Gustaf flashed his eldest a look that left no doubt he was back in charge. “It is good of you to come together this day. I know you have all been talking much about the possibility of moving to the Dakota Territory of the United States of Amerika.” With one finger he traced the outline of the newspaper article centered in front of him on the oilcloth table covering. Beside it lay their prized copy of an Amerika book, the cover faded and bruised by the many who’d pored over its pages. The pause lengthened. “You must all understand it is not my wish for any of you to go. Would that we could all stay here in this country we love, that there were land available and work that you might make a good living like we did in days long gone.”
Had he failed them? Was it his fault that wages paid today would
scarcely feed one man, let alone a family? In this year of 1877 everything had become so costly: the food they could not produce themselves, little though that was, new tools, a cow to replace the one they’d had to butcher when she was so old she would no longer breed. When he looked up he saw that everyone was sitting with their gazes fixed on his face. Where had he been?
Oh, my God, my God. Is it your will my fine strong sons will cross the sea, and I will never see their faces again this side of eternity?
He squared his broad shoulders and took in a deep breath of air redolent with the precious cinnamon Bridget had used in the römmegrot, a flour and cream pudding, she’d made as a special treat. “Let us get on with this.” His voice gained strength with every word. “Would that I could give each of you a portion of this farm, but that is not to be. Our ten acres will not support five families, as you well know.”

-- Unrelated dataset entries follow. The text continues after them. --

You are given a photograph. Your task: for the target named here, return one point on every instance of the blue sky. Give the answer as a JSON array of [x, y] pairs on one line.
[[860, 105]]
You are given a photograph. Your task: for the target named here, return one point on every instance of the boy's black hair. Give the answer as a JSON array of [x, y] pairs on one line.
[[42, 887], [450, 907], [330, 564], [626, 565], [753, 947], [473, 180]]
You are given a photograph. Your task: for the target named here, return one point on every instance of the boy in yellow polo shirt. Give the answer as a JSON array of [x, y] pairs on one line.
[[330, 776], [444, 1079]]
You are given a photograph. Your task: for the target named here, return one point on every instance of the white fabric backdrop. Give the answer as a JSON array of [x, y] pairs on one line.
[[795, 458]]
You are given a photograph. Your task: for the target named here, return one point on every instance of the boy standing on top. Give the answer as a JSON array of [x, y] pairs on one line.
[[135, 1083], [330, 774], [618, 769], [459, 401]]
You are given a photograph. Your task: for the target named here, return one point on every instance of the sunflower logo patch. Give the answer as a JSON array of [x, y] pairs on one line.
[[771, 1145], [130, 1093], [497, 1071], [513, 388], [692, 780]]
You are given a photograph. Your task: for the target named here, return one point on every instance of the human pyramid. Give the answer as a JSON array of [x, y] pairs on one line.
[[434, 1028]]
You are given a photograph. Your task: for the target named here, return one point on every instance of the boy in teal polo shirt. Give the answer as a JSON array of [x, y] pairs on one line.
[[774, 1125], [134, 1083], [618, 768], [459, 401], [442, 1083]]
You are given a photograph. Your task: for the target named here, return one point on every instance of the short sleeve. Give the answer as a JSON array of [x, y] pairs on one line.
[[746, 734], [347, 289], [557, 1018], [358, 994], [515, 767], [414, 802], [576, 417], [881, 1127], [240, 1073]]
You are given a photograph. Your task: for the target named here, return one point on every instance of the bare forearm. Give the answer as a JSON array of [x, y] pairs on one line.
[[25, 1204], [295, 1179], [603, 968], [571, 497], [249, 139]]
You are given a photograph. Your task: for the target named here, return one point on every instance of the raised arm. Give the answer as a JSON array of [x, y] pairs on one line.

“And in Dakota Territory, land is free for the taking.” Roald’s deep baritone rang with conviction. “I will go first and make a way for the others.”
By his side, Roald’s wife, Anna, tried to keep her gaze on her hands, but disobediently, both her eyes and her lips smiled up at him. She hugged Thorliff, their twenty-month-old son, closer to her breast, breathing in the sleepy sweet scent of him. They would do this for their children. All of this for their children. By the time they sailed for Amerika, Roald would have two fine sons to train up as his helpers. She guarded that secret deep within her, pushing away the traitorous possibility that the new seed growing within her might be a girl. Roald needed sons.